I'm sorry to do this to you yet again but, just as with the same creators' PERFECT, Nicola Davies and Cathy Fisher have something important to say - this time about bereavement - and they do so honestly and eloquently.

Kindness and communication is everything, and so often our young ones don't know where to start. And it is so very important to start, otherwise they (or we) are left lost and alone, with no one to talk to about what is a very bewildering experience, violent in its finality.

Adults find it difficult enough to talk about bereavement when they have years of experience with which to make a good go of it. We have a certain sense of context, at least. Children don't.

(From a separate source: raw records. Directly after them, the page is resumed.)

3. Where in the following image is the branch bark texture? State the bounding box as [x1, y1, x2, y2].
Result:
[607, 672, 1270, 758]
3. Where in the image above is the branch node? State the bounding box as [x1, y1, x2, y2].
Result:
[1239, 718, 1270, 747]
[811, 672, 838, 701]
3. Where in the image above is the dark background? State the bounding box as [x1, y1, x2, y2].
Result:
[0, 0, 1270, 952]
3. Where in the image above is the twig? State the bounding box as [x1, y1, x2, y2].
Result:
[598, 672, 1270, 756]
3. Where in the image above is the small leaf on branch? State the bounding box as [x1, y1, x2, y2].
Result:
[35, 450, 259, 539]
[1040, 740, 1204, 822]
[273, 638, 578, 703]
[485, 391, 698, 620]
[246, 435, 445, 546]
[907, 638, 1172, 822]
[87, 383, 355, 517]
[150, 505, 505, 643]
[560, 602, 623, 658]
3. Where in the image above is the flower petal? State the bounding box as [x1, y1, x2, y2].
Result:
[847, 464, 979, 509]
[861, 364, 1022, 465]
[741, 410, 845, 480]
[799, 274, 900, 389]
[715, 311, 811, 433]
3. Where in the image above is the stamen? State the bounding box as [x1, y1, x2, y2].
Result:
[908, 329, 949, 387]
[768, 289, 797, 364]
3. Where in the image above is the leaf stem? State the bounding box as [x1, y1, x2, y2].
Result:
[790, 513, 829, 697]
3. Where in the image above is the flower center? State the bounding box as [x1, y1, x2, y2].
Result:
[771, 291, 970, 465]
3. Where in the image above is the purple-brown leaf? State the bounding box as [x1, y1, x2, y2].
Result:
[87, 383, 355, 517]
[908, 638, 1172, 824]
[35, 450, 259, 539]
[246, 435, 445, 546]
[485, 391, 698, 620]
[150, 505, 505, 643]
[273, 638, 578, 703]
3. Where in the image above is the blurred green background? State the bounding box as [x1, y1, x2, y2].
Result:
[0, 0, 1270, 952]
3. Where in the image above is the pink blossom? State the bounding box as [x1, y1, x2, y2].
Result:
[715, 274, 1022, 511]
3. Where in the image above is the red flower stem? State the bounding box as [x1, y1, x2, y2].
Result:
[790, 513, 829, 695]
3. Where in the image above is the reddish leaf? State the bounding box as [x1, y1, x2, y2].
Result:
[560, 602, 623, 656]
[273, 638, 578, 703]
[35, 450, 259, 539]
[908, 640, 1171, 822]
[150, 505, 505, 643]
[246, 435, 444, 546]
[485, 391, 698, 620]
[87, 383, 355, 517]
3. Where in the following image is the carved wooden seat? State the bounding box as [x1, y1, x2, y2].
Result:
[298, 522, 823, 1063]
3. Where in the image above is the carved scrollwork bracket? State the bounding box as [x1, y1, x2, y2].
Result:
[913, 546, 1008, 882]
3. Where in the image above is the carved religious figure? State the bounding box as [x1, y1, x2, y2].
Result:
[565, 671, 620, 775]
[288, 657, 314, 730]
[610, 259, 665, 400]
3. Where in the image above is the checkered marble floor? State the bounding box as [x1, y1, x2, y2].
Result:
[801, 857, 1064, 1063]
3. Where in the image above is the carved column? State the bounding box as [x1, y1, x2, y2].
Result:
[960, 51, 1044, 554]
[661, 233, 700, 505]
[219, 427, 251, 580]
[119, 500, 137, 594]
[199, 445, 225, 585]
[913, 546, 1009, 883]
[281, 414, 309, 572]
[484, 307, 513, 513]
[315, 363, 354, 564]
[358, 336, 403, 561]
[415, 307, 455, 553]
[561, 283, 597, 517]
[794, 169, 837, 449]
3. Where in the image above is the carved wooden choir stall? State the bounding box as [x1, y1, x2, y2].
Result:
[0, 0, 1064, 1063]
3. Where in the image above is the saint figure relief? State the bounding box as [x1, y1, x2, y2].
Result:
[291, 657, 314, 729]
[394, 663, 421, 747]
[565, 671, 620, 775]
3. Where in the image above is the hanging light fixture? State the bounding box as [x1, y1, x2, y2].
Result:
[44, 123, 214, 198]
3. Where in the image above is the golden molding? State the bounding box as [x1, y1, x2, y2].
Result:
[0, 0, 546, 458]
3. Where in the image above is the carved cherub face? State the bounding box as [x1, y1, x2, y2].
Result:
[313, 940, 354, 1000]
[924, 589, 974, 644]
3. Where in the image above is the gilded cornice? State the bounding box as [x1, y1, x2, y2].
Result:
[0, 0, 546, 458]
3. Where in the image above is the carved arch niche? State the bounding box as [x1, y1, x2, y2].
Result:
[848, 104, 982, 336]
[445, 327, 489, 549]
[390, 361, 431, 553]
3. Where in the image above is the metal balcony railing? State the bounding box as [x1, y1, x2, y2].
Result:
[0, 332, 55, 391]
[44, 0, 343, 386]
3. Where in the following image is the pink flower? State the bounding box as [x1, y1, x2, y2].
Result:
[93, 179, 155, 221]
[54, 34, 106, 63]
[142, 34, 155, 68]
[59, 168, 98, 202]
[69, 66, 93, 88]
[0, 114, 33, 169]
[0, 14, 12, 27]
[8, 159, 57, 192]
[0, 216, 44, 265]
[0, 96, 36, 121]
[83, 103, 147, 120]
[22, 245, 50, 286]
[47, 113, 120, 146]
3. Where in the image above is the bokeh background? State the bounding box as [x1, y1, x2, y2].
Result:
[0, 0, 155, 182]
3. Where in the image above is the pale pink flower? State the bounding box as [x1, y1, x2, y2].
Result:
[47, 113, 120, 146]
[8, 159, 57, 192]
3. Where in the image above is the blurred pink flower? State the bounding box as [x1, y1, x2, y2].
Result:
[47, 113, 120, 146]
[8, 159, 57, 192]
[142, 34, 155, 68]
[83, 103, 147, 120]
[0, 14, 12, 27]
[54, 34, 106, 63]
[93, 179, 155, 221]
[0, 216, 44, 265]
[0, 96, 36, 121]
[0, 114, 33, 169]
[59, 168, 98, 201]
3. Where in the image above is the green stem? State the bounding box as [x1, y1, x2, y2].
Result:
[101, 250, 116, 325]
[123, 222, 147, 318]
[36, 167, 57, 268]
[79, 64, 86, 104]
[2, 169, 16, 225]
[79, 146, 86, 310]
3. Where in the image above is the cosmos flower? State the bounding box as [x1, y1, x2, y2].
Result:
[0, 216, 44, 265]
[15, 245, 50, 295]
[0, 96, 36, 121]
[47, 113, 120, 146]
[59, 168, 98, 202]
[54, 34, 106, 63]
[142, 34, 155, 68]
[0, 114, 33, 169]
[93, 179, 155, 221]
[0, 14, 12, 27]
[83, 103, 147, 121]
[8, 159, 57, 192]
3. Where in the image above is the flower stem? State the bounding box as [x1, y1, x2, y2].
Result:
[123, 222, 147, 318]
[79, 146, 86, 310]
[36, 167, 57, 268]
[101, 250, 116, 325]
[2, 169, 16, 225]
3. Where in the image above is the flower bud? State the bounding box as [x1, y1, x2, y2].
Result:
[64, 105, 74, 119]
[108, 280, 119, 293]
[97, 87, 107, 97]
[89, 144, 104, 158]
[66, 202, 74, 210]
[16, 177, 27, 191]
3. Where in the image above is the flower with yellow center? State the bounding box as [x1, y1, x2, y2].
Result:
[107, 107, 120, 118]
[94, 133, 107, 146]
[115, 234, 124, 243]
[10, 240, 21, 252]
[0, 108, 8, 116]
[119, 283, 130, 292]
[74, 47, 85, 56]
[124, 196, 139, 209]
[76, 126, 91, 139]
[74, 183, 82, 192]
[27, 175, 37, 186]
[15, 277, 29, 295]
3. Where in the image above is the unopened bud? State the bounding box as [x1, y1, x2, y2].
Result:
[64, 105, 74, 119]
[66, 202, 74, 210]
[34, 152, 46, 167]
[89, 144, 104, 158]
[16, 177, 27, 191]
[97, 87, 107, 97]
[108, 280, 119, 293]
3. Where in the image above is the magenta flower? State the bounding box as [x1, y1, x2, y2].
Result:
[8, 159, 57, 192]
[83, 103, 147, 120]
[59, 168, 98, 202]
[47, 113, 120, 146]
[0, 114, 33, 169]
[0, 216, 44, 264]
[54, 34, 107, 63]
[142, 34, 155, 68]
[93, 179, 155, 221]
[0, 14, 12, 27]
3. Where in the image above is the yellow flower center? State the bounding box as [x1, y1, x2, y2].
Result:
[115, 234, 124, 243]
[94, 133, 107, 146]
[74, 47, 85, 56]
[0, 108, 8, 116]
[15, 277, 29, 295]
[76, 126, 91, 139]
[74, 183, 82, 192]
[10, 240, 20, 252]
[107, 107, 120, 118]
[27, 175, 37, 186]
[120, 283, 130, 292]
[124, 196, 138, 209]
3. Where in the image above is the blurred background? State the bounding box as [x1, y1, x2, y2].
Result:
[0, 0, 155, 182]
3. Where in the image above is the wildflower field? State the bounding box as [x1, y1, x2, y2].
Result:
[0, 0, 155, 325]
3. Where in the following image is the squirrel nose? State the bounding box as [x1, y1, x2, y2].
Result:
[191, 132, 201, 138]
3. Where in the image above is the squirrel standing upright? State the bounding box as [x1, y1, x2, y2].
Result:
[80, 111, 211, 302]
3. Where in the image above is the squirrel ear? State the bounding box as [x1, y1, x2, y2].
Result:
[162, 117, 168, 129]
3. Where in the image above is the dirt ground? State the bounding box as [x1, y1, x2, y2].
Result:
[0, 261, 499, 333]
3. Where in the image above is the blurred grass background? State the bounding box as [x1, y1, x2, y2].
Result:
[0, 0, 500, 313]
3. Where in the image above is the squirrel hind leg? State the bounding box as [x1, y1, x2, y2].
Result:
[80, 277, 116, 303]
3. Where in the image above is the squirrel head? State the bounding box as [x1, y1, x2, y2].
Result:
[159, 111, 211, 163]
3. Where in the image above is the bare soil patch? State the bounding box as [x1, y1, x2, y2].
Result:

We all need a way of seeing through abysmal loss to some form of future that will shine the light back into our lives without feeling disloyal: something to carry us through, like a promise to ourselves and to those we still miss. We need a way to honour their memory and so carry it forward in order that they will never, ever be forgotten.

"Just you wait until you see the water lilies."

So yes, just you wait! They'll be here.

As improbably as last time with PERFECT, Davies and Fisher have united to synthesise a pictorial story which openly owns to the understandable eruptions of outright anger at being left behind - at feeling betrayed - without which it would be as shallow as the first pond and so speak to no one.

Instead, this encompasses all of that, on day after disappointing day.

But also it projects forward, so that even the initially reluctant then obdurate brother sees the promise in a new spring ahead.

And. It. Is. Celebrated!

Cathy Fisher pulls no punches during the bleakest days. Those pages are dark and raw and as muddy as the hole in the ground left by Dad's absence. But they're still accompanied by the same sense of cocooning - of encircling - which forms a comforting motif throughout: there are hugs and swirling leaves, there's the looping hosepipe and the pond life framing the family and joining the siblings together when once they were at odds. Finally there's the finished oval-shaped pond itself, which forms a heart through being bisected by the book's spine and binding, as the pages rise from its centre. Which is clever.

I don't think that pond was ever going to be big enough for ducks, but ambition is a beautiful thing.